I have this matrix
and I need to delete the rows that have the elements of the second column repeated
I need something like this:
I have this code:
for i in range(a,b):
if lines3[i-1,1] == lines3[i,1]:
lines4 = np.delete(lines3,i,0)
print(lines4)
and it looks like this
[[1581 1243 2459 1260] [1581 1243 2459 1257] [1581 1244 2459 1260] [1581 2018 2459 2032]]
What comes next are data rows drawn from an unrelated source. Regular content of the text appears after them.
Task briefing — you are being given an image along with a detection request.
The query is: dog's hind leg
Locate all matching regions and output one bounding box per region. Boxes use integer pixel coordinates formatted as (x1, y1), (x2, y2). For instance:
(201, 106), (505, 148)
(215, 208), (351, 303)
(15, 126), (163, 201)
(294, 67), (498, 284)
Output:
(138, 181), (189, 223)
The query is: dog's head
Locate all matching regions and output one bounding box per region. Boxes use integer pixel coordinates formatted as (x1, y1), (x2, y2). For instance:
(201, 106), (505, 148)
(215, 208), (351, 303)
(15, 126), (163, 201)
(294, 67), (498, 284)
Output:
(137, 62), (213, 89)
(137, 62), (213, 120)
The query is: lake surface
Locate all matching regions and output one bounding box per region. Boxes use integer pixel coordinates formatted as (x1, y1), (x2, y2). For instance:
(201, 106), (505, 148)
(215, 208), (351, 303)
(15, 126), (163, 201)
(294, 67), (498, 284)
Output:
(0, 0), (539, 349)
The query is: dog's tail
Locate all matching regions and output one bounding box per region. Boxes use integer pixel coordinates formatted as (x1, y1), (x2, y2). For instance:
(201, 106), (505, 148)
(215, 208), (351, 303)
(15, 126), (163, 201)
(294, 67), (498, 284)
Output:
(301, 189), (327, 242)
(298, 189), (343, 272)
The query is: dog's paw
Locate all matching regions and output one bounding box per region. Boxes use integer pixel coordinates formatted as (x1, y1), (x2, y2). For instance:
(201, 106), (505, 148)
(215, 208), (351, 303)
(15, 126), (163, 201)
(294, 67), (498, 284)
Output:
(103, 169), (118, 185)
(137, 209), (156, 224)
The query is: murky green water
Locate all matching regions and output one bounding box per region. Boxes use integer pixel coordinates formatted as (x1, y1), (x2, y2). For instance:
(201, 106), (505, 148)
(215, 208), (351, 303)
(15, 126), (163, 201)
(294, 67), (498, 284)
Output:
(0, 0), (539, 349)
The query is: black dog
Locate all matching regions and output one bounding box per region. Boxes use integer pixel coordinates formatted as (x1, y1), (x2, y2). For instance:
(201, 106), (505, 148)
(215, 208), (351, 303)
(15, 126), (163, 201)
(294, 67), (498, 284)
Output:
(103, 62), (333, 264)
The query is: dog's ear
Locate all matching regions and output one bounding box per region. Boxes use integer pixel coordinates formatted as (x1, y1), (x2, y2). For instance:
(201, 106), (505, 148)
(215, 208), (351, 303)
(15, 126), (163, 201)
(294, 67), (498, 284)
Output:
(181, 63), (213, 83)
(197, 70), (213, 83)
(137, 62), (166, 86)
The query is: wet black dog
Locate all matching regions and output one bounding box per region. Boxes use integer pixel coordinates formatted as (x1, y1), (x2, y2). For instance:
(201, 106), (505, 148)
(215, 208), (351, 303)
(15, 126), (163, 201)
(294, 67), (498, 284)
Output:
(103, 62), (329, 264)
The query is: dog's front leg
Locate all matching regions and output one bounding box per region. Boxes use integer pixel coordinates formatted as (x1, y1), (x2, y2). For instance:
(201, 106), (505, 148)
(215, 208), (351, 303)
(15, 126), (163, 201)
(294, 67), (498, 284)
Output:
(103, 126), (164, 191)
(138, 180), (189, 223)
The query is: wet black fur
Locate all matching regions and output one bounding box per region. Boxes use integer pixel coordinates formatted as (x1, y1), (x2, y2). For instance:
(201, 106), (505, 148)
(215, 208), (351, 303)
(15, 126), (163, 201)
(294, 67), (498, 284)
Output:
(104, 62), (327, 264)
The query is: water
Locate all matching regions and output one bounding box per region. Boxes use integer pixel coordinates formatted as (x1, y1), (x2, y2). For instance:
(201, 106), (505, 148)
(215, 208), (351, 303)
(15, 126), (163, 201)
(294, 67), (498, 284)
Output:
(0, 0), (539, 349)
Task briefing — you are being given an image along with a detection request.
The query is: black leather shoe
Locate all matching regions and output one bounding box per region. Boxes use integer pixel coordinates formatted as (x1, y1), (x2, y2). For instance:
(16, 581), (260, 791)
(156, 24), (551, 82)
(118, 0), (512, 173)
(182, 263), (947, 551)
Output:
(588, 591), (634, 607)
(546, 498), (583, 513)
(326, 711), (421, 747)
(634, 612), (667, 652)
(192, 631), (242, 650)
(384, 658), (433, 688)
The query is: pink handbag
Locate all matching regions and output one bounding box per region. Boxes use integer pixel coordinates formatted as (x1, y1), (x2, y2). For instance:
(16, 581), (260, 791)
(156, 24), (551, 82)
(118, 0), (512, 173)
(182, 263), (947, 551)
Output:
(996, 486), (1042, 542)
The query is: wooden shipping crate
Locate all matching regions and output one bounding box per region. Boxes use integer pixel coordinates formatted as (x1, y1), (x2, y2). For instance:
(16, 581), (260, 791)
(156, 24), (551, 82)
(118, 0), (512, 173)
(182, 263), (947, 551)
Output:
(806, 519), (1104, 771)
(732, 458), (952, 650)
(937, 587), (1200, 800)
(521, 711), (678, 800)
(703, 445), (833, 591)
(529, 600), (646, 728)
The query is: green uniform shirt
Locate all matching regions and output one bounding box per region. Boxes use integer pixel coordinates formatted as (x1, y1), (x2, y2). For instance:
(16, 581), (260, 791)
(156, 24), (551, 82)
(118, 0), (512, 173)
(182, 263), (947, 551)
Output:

You do not need to reinvent the wheel in principle, there's something in Numpy that does that for you, numpy.unique . Returns the unique elements of an array, but if we pass the parameter index as True then returns a second array containing the indexes of those elements, and if there is more than one returns the index of the first found.
Applying it over the column in question (the second column of your matrix) you only need to do slicing later on your matrix using that array.
In your case there is a problem, you want the last row in the final matrix that has the repeated column and not the first one. You could make the matrix be ordered in the appropriate way, something like this:
[[1581 1243 2459 1257] [1581 1243 2459 1259] [1581 1243 2459 1260] [1581 1244 2459 1260] [1581 2018 2459 2032]]
However, as you have it, we can use another parameter of numpy.unique , return_counts that gives us the times that these elements appear repeated and recalculate the indexes:
import numpy as np
matriz = np.array([[1581, 1243, 2459, 1260],
[1581, 1243, 2459, 1259],
[1581, 1243, 2459, 1257],
[1581, 1244, 2459, 1260],
[1581, 2018, 2459, 2032]])
_, indices, counts = np.unique(matriz[:,1], return_index=True, return_counts = True)
filtro = counts + indices - 1
matriz = matriz[filtro, :]
print(matriz)
Exit:
[[1581 1243 2459 1257] [1581 1244 2459 1260] [1581 2018 2459 2032]]
Warning: In order for this code to work properly, your matrix must be previously sorted in the same way as yours. That is, the matrix has to be previously sorted so that the rows with the same element in the second column are together and the last of each group is the one you want in your final matrix.